Je suis quelqu’un de plutôt distrait : quand je parle spontanément, les idées annexes, les idées contradictoires m’attirent et me déconcentrent… J’ai une pensée très vagabonde à l’oral. Par écrit, évidemment, c’est plus facile à contrôler. Pour moi, comme je crois pour tous les écrivains, la formulation est aussi importante que le contenu. Trop souvent, une pensée spontanée, c’est une pensée qui n’est pas aboutie. Il suffit d’aller se balader sur Internet, ce cloaque verbal où chacun jette ses opinions sans les examiner, sans les peser, sans les formuler correctement. Cette spontanéité-là est désastreuse, elle produit surtout des inepties. La pensée justement sert à faire le tri. Valery dit que l’esprit saute de sottise en sottise comme l’oiseau de branche en branche… 90% de nos pensées spontanées, des miennes en tout cas, sont inabouties. Ce n’est que par le travail de l’écriture, en travaillant, en dosant, que j’arrive à exprimer enfin ce qui me satisfait. J’ai des sujets de prédilection un peu casse-gueule. Certains de mes livres traitent de la connerie, de l’ivresse, de la folie. Mais je ne veux pas parler « connement » sur la connerie, « follement » sur la folie, ou sur l’ivresse avec un whisky à la main. Il s’agit d’abord de maîtriser mon écriture, au millimètre, à travers un travail très précis qui doit aboutir exactement à exprimer la pensée que j’ai envie d’exprimer, ce que je ne peux pas faire oralement dans une interview.

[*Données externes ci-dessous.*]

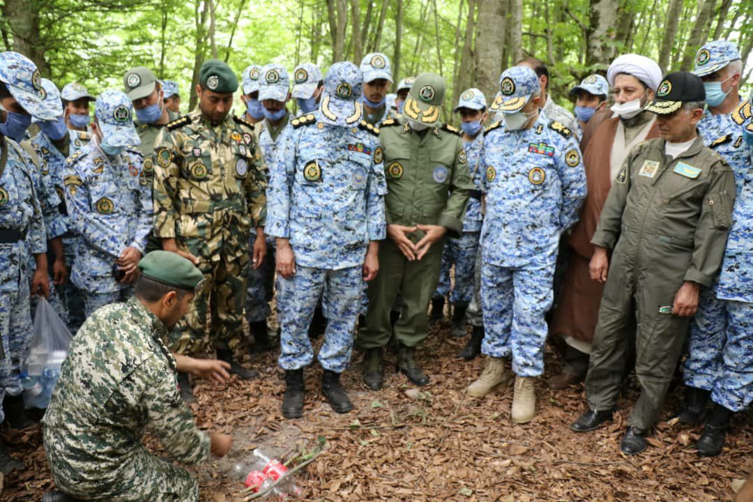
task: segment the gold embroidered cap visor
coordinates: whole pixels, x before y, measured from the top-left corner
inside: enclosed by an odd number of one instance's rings
[[[343,99],[332,94],[325,94],[319,105],[322,122],[341,127],[358,123],[364,115],[360,101]]]

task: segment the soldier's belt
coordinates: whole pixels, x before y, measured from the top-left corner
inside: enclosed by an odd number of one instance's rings
[[[26,239],[26,229],[0,228],[0,244],[14,244]]]

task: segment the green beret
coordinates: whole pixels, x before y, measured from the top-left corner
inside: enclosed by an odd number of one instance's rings
[[[238,78],[224,61],[205,61],[199,70],[199,84],[202,89],[227,94],[238,90]]]
[[[177,253],[154,251],[139,262],[139,269],[144,277],[168,286],[188,291],[196,291],[204,278],[199,269]]]

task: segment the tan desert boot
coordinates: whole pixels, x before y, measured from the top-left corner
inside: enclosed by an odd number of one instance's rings
[[[531,421],[536,411],[536,389],[532,376],[515,377],[515,394],[513,396],[513,421],[525,424]]]
[[[468,385],[468,395],[471,397],[483,397],[497,385],[505,382],[505,359],[502,357],[487,357],[486,366],[481,376]]]

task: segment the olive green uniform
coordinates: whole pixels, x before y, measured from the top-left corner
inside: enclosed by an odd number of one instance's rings
[[[380,141],[389,193],[385,196],[387,224],[441,225],[459,236],[473,182],[462,139],[449,126],[413,131],[404,118],[387,119]],[[407,234],[414,243],[424,233]],[[387,239],[380,245],[380,271],[369,283],[366,324],[358,336],[364,349],[386,345],[392,333],[390,308],[400,292],[403,309],[395,325],[402,345],[415,347],[428,333],[426,312],[439,281],[444,239],[434,242],[420,260],[409,261]]]
[[[700,135],[674,159],[652,139],[628,155],[591,242],[613,250],[596,324],[586,396],[592,410],[617,404],[631,321],[642,388],[628,419],[647,434],[658,418],[690,318],[672,315],[685,281],[709,286],[727,242],[735,178]]]

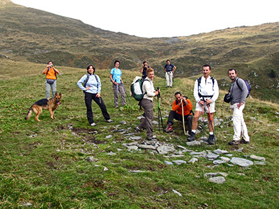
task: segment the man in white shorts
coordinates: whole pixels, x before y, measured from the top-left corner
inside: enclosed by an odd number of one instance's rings
[[[211,68],[209,65],[202,66],[204,76],[199,77],[195,82],[194,97],[197,101],[195,116],[192,123],[192,132],[188,141],[195,140],[195,134],[197,127],[199,118],[202,114],[202,109],[204,108],[207,114],[207,118],[209,123],[209,136],[206,141],[209,144],[214,144],[214,123],[213,116],[215,111],[215,101],[219,96],[219,87],[217,80],[209,76],[211,72]],[[209,107],[209,111],[208,109]],[[209,114],[210,112],[210,114]]]

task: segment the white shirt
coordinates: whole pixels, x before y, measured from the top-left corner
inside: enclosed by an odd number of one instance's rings
[[[153,101],[153,98],[156,95],[156,94],[155,93],[155,88],[153,84],[153,82],[148,77],[146,77],[145,79],[149,80],[149,82],[144,81],[144,84],[142,84],[143,93],[144,93],[145,92],[146,92],[146,93],[144,95],[144,99],[147,99]]]
[[[218,85],[217,80],[214,79],[214,86],[213,86],[213,82],[211,77],[209,76],[207,79],[205,79],[204,77],[202,77],[201,83],[199,84],[199,88],[197,86],[198,82],[197,79],[195,82],[194,87],[194,97],[196,100],[197,102],[199,102],[202,100],[202,98],[199,98],[199,92],[202,95],[213,95],[211,98],[204,97],[205,99],[210,99],[212,102],[215,102],[217,100],[219,96],[219,87]],[[213,86],[213,87],[212,87]]]

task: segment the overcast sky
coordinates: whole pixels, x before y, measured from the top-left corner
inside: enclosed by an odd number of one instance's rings
[[[279,22],[279,0],[12,0],[140,37],[188,36]]]

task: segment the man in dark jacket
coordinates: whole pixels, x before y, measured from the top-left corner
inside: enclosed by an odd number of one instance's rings
[[[231,105],[232,110],[232,120],[234,124],[234,134],[233,140],[229,142],[229,145],[238,145],[239,144],[248,144],[250,137],[246,124],[243,118],[243,110],[245,107],[245,100],[248,94],[248,89],[244,81],[237,77],[236,70],[234,68],[227,71],[227,75],[232,81],[229,92],[231,95]],[[243,139],[241,139],[241,137]]]

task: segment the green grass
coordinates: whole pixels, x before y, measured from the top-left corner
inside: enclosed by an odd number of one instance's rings
[[[102,98],[114,123],[105,122],[100,109],[93,103],[97,126],[91,127],[83,93],[76,85],[85,69],[57,66],[63,73],[57,80],[58,92],[62,93],[61,104],[55,111],[57,118],[52,120],[44,111],[40,116],[41,122],[38,123],[33,114],[29,121],[24,118],[30,106],[45,96],[45,76],[40,75],[45,65],[3,60],[0,60],[0,208],[22,208],[27,203],[31,203],[33,208],[205,208],[204,204],[207,208],[278,208],[278,104],[248,99],[244,116],[251,143],[240,146],[243,147],[242,153],[234,151],[235,148],[227,145],[233,129],[227,118],[232,113],[228,104],[222,101],[225,92],[220,92],[216,104],[216,116],[226,122],[223,127],[216,127],[218,148],[234,157],[252,154],[264,157],[266,165],[253,165],[249,169],[227,165],[212,168],[212,162],[200,158],[194,164],[167,166],[165,160],[176,158],[143,150],[128,152],[122,146],[130,141],[115,130],[131,127],[129,132],[133,132],[140,123],[137,117],[142,111],[130,107],[121,111],[114,108],[109,70],[97,70],[96,74],[102,82]],[[128,90],[135,73],[123,70],[123,74]],[[156,77],[154,86],[161,88],[163,116],[171,109],[176,91],[195,104],[192,80],[176,79],[172,89],[166,89],[165,85],[165,79]],[[137,102],[132,98],[130,100],[137,107]],[[155,116],[156,102],[154,99]],[[127,124],[116,127],[122,121]],[[73,126],[73,130],[69,125]],[[154,125],[160,141],[186,146],[182,126],[175,123],[174,129],[174,134],[168,134],[159,132]],[[112,137],[106,139],[109,134]],[[146,137],[144,132],[138,135]],[[189,148],[203,150],[202,146]],[[214,147],[206,146],[206,149]],[[107,155],[110,151],[116,155]],[[98,162],[87,162],[89,156]],[[186,153],[179,159],[188,161],[191,157]],[[103,171],[105,167],[108,171]],[[133,173],[129,170],[146,172]],[[224,184],[216,185],[204,176],[207,172],[229,175]]]

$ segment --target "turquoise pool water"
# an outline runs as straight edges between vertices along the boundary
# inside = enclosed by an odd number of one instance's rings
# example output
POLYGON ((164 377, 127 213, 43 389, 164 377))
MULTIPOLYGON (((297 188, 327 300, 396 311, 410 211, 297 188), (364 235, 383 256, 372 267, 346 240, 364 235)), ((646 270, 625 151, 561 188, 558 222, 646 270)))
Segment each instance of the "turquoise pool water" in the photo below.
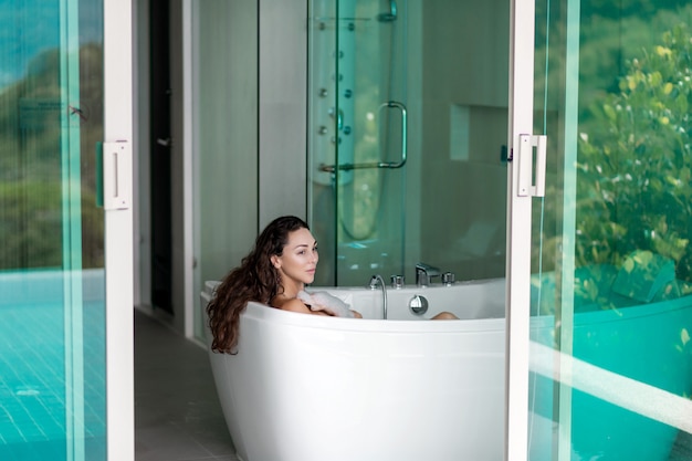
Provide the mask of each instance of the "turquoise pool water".
MULTIPOLYGON (((27 277, 31 275, 22 279, 27 277)), ((62 279, 45 274, 34 279, 33 291, 24 291, 22 298, 17 284, 8 285, 17 282, 15 274, 0 276, 0 460, 66 460, 73 443, 83 443, 86 460, 105 460, 104 304, 85 296, 90 301, 81 306, 83 335, 74 345, 83 360, 74 371, 83 376, 83 401, 74 402, 83 411, 80 421, 67 408, 74 398, 69 379, 73 367, 65 360, 70 328, 65 328, 65 308, 55 302, 62 279), (84 433, 83 442, 67 440, 70 425, 75 426, 74 433, 84 433)))

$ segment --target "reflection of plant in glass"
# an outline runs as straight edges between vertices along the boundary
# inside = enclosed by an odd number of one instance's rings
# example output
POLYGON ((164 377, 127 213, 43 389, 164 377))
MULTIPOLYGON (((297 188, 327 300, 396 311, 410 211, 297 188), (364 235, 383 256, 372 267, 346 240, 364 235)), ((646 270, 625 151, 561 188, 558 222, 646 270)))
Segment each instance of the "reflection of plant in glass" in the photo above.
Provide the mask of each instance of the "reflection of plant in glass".
POLYGON ((692 38, 684 25, 632 60, 619 93, 579 139, 578 265, 621 264, 635 250, 692 277, 692 38))

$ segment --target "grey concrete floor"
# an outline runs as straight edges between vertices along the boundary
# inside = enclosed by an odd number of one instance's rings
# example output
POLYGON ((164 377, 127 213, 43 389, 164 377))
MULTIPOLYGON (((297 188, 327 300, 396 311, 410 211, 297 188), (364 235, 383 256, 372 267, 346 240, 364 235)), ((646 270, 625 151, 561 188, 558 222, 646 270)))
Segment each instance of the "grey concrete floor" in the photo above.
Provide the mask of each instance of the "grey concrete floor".
POLYGON ((135 312, 136 461, 238 461, 207 353, 135 312))

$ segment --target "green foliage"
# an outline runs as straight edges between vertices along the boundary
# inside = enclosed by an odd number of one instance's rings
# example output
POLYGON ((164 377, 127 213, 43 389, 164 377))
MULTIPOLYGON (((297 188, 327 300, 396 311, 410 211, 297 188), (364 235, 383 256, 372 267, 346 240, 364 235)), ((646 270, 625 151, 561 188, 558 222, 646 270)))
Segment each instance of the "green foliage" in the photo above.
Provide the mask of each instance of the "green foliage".
POLYGON ((692 36, 683 24, 628 63, 617 93, 591 108, 579 139, 578 264, 619 264, 635 250, 692 276, 692 36))

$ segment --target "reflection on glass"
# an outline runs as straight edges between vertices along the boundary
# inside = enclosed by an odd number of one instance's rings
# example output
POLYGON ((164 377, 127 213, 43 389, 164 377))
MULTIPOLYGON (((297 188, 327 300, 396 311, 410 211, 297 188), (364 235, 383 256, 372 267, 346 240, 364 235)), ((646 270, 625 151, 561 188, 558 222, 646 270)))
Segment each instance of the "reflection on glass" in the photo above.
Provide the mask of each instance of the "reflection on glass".
POLYGON ((105 459, 101 1, 0 15, 0 459, 105 459))
POLYGON ((684 3, 536 4, 551 155, 532 245, 534 460, 692 457, 684 3))

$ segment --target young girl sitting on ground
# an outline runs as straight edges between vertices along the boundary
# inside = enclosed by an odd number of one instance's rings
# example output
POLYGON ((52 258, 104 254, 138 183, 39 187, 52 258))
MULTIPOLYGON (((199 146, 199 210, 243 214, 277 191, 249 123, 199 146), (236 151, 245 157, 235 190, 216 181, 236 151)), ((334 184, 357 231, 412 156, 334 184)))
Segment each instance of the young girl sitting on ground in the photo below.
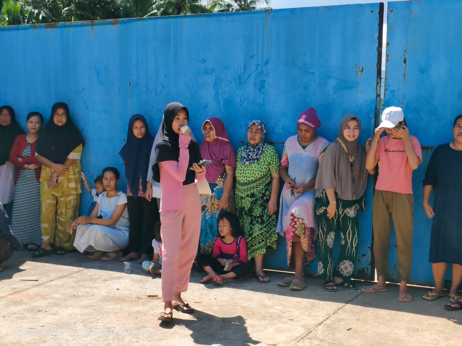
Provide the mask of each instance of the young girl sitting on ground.
POLYGON ((93 196, 93 203, 88 209, 87 215, 89 216, 91 215, 91 212, 93 211, 93 209, 96 206, 96 201, 98 199, 98 196, 104 192, 106 191, 106 189, 104 188, 104 186, 103 185, 102 175, 98 175, 95 178, 95 180, 93 180, 93 183, 95 184, 95 188, 94 189, 90 187, 90 184, 88 184, 88 181, 86 179, 86 177, 85 176, 85 174, 84 174, 83 172, 80 173, 80 177, 82 177, 82 180, 84 181, 84 185, 85 185, 85 188, 93 196))
POLYGON ((143 269, 152 276, 155 274, 160 275, 162 273, 162 239, 160 238, 160 221, 158 221, 154 225, 154 237, 152 239, 152 248, 154 249, 152 260, 143 262, 143 269))
POLYGON ((247 245, 235 215, 225 210, 218 216, 220 236, 215 240, 212 257, 197 255, 199 266, 207 272, 201 282, 221 286, 225 279, 248 277, 252 265, 247 259, 247 245))

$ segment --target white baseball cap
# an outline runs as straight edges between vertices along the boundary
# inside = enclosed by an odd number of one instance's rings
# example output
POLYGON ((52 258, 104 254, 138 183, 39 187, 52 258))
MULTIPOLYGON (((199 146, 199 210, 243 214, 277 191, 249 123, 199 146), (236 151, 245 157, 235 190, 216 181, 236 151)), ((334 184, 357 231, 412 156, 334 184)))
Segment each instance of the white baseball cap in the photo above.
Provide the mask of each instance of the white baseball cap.
POLYGON ((391 129, 404 119, 404 113, 402 109, 399 107, 388 107, 385 108, 382 113, 382 122, 378 127, 391 129))

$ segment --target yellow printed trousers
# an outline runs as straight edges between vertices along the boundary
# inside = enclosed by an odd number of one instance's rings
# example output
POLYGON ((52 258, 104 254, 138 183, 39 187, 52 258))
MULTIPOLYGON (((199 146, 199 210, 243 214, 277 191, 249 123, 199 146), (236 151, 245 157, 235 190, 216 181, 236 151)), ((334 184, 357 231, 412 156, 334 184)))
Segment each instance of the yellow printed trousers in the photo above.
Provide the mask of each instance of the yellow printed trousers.
POLYGON ((69 227, 78 216, 80 194, 58 197, 49 191, 49 189, 42 189, 41 191, 43 242, 54 244, 66 250, 73 250, 75 249, 75 232, 69 234, 69 227))

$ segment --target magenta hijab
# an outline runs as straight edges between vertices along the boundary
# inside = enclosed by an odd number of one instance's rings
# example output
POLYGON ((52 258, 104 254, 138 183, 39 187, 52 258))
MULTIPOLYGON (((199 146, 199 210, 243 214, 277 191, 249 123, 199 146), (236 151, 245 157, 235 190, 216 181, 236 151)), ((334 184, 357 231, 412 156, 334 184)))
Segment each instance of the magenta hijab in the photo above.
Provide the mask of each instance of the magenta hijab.
POLYGON ((201 155, 204 160, 210 160, 212 163, 207 165, 205 179, 210 183, 217 181, 225 169, 225 165, 236 167, 236 154, 226 133, 223 122, 218 118, 209 118, 207 122, 212 124, 215 131, 215 138, 212 142, 205 139, 201 144, 201 155))

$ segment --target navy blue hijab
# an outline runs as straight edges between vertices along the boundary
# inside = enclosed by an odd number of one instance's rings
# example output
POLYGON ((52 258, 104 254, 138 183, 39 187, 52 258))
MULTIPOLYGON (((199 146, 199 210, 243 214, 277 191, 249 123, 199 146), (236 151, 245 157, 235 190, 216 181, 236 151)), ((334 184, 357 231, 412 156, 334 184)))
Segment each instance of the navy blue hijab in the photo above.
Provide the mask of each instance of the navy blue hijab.
POLYGON ((132 115, 128 122, 127 143, 119 152, 119 155, 125 163, 125 178, 134 198, 138 196, 140 176, 141 190, 143 193, 146 192, 149 157, 153 143, 154 137, 149 132, 145 117, 140 114, 132 115), (137 138, 133 134, 133 125, 137 119, 142 121, 146 128, 146 133, 143 138, 137 138))

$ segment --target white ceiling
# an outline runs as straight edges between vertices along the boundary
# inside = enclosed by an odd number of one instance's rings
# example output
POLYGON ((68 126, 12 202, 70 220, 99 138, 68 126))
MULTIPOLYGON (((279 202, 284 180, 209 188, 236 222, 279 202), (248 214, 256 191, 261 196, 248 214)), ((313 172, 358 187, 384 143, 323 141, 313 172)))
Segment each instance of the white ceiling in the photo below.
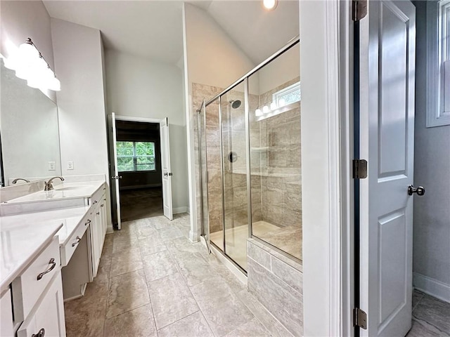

Pourtant, dans Penser comme on veut, on trouve souvent un éloge de la pensée vagabonde, gratuite, non sélective ou hiérarchisée, « à sauts et à gambades » comme dirait Montaigne, ou comme ce que dit le Neveu de Rameau : « mes pensées, ce sont mes catins ». N’est-ce pas l’inverse de cette liberté sous contrôle qu’est l’écriture ?
La spontanéité, ce n’est pas la liberté, celle que l’on assume. Le Neveu de Rameau s’amuse avec les idées. Il fait l’éloge de la mobilité. Il ne refuse pas les contradictions. J’aime cette vivacité et cette liberté-là que je veux retrouver dans l’écriture. C’est primordial....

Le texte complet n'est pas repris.